The list of information types that an image file can contain in its embedded metadata is in theory endless, since software and hardware manufacturers are free to define their own “XMP tags”. This is a central part of the idea with XMP, hence the name “extensible”. Among the more exciting types of information that can be added to digital photos by cameras are:
- GPS coordinates for the geographic location where the picture was taken (requires GPS function in camera)
- Camera temperature (which should be close to the surrounding air temperature in most cases)
- Camera make and model, as well as firmware version (which can be important info in a forensics setting)
- Degree of zoom used, which provides a hint about the distance from the object
An image that has been edited using some software will reveal the name and version number of that software product in the embedded metadata, as well as the date and time of the last change.
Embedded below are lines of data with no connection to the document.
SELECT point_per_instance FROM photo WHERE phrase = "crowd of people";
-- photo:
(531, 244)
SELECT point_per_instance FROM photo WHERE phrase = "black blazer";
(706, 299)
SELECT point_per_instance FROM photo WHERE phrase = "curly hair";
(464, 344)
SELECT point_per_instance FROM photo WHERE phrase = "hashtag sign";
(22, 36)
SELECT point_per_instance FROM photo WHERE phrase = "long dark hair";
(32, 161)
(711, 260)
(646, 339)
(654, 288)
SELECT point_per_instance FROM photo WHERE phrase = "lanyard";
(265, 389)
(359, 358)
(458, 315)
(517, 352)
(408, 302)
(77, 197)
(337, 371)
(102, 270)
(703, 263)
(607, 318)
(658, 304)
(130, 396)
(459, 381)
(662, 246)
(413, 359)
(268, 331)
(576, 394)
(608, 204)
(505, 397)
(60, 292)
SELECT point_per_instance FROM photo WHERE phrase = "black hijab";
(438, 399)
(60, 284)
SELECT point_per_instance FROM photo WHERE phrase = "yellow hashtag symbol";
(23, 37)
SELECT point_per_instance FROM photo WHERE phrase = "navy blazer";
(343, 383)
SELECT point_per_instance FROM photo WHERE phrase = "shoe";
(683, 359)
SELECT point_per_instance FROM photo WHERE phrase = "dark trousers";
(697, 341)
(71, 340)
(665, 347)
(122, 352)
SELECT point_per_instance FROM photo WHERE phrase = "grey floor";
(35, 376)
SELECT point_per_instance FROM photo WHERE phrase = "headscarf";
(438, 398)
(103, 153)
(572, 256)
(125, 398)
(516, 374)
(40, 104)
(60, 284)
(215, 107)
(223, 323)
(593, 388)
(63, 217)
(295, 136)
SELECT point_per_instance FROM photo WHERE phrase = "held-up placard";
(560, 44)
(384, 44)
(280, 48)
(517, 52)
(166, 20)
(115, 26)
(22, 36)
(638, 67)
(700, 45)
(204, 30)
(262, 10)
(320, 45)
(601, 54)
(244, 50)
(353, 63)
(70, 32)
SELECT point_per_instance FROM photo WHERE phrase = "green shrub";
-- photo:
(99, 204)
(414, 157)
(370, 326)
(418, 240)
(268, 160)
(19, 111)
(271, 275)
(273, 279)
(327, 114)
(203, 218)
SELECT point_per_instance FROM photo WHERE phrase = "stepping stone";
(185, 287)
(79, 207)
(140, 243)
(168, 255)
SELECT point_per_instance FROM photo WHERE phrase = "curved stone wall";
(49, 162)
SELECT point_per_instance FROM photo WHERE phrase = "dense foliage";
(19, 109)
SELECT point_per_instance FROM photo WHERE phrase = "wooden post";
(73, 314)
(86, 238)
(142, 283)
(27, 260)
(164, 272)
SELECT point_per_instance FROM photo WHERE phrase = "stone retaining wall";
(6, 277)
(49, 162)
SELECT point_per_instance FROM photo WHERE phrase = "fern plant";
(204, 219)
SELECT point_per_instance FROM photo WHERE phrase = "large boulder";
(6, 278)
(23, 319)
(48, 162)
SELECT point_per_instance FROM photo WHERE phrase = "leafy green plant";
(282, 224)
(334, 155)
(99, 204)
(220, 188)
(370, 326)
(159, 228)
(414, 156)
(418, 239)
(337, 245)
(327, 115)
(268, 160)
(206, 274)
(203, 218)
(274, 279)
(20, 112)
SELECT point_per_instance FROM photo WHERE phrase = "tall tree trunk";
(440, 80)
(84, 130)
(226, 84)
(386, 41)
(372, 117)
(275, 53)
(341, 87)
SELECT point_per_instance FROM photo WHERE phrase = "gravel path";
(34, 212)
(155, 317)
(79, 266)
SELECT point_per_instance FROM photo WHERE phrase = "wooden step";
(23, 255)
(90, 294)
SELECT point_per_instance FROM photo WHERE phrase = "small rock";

While alot of information is added to image files automatically, by cameras and software, it can also contain embedded information such as keywords and description, that was added by someone working with the picture in some photo management software before publishing the picture on the net. For example, when using Picasa, the keywords and captions you add to picture are stored as IPTC values inside the actual image file, and follow along if the file is copied. The tragic downside of that neat feature is that the second you add the first keyword (label) to a picture using Picasa, the entire set of camera maker XMP metadata in the image file is destroyed – it disappears. I would love to hear the Picasa people at Google explain why this is so, since the labels and captions added with Picasa are stored as IPTC IIM, not as XMP, so there does not seem to be any obvious conflict. Can this be a simple bug in Picasa?
For investigating (and modifying) the metadata embedded in an image file, the preferred tool by professionals world-wide is ExifTool by Phil Harvey. It comes as a platform-independent Perl library, or as a command line application without graphic user interface. For Windows users, I therefore recommend that you use the GUI for ExifTools provided by a Slovenian guy using the alias HBx: http://freeweb.siol.net/hrastni3/foto/exif/exiftoolgui.htm By putting Phil Harvey’s exiftool.exe and HBx’s ExifToolGUI.exe in the same folder, you have an easy to use application which can read and write a very large part of the different types of image file metadata out there.
In addition to ExifTool, there are dozens and dozens of free applications that let you view and edit embedded image metadata. I will point out one of them, which I recently learned about, since it has an interface that provides good overview and also presents the tag-id values and data format type: http://www.photome.de/home.html PhotoMe is created and offered for free by Jens Duttke from Germany.
And finally, a quote from the Wikipedia article on EXIF, highlighting the OSINT potential in harvesting embedded metadata from digital images: “Since the Exif tag contains information about the photo, it can pose a privacy issue. For example, a photo taken with a GPS-enabled camera can reveal the exact location it was taken, which is undesirable in some situations. By removing the Exif tag with software such as ExifTool and Exif Tag Remover before publishing, the photographer can avoid possible problems.”